Shavon is the immediate past co-chair of the National Social Action Commission serving on the national board of directors of Delta Sigma Theta and serves as the current president and chair of Delta for Women in Action. Shavon is a member of the Columbia MD chapter of the Links and is currently the chair of Health & Human Services for the Eastern Area. She also serves as the vice-chair of the NAACP Board Health Committee and a member of the UNCF DMV Leadership Council. Shavon is also a member of Jack & Jill of America and the American Public Health Association and a fellow of the Herndon Director's Institute. Most recently she became an advisory board member of the Oprah Winfrey Network initiative OWN Your Health.

She is a wife and mother of two children.

Somava Saha, MD, MS

Tue Sep 13 at 2:05pm EST | Uncovering the Hidden WE in Operationalizing Equity

 

Somava Saha, MD, MS (aka Soma Stout) has dedicated her career to improving health, wellbeing and equity through the development of thriving people, organizations and communities. She has worked as a primary care internist and pediatrician in the safety net and a global public health practitioner for over 20 years. She has witnessed and demonstrated sustainable transformation in human and community flourishing around the world.

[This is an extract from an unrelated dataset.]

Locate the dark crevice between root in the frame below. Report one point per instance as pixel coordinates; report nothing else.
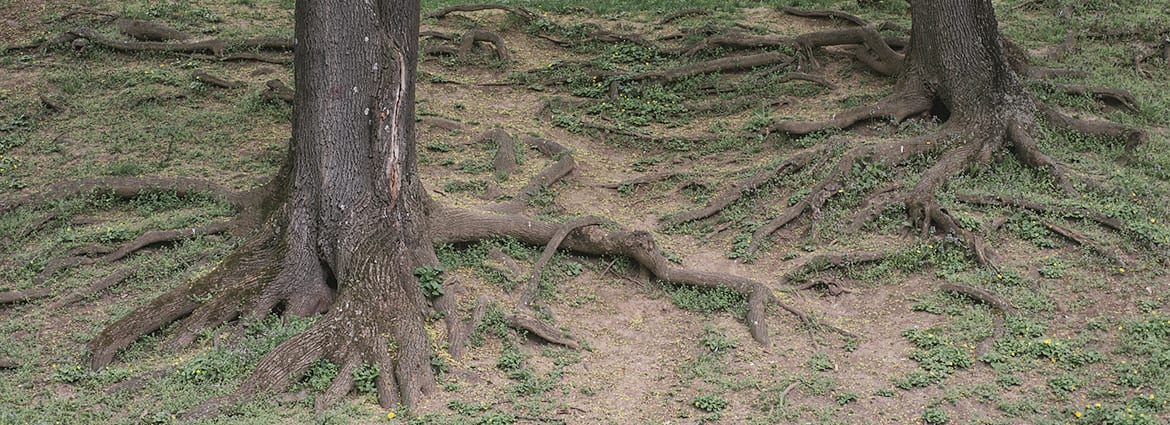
(997, 303)
(548, 177)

Currently, Soma serves as Founder and Executive Lead of Well-being and Equity in the World (WE in the World), as well as Executive Lead of the Well Being In the Nation (WIN) Network, which work together to advance inter-generational well-being and equity. Over the last five years, as Vice President at the Institute for Healthcare Improvement, Dr. Saha founded and led the 100 Million Healthier Lives (100MLives) initiative, which brought together 1850+ partners in 30+ countries reaching more than 500 million people to improve health, wellbeing and equity. She and her team at WE in the World continue to advance and scale the frameworks, tools, and outcomes from this initiative as a core implementation partner in 100MLives.

Previously, Dr. Saha served as Vice President of Patient Centered Medical Home Development at Cambridge Health Alliance, where she co-led a transformation that improved health outcomes for a safety net population above the national 90 th percentile, improved joy and meaning of work for the workforce, and reduced medical expense by 10%. She served as the founding Medical Director of the CHA Revere Family Health Center and the Whidden Hospitalist Service, leading to substantial improvements in access, experience, quality and cost for safety net patients.

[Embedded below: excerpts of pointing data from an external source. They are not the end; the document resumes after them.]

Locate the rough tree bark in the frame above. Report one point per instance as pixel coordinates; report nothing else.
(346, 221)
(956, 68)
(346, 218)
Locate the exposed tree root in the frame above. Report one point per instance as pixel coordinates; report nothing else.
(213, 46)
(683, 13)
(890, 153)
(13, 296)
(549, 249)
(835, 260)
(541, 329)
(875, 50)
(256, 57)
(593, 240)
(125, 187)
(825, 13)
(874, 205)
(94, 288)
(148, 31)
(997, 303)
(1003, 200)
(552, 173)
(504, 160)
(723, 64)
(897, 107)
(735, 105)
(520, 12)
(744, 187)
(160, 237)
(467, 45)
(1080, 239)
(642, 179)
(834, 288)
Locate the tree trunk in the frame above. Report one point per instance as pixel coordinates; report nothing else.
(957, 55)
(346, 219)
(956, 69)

In 2012, Dr. Saha was recognized as one of ten inaugural Robert Wood Johnson Foundation Young Leaders for her contributions to improving the health of the nation. She has consulted with leaders from across the world, including Guyana, Sweden, the United Kingdom, Singapore, Australia, Tunisia, Denmark and Brazil. She has appeared on a panel with the Dalai Lama, keynoted conferences around the world, and had her work featured on Sanjay Gupta, the Katie Couric Show, PBS and CNN. In 2016 she was elected as a Leading Causes of Life Global Fellow.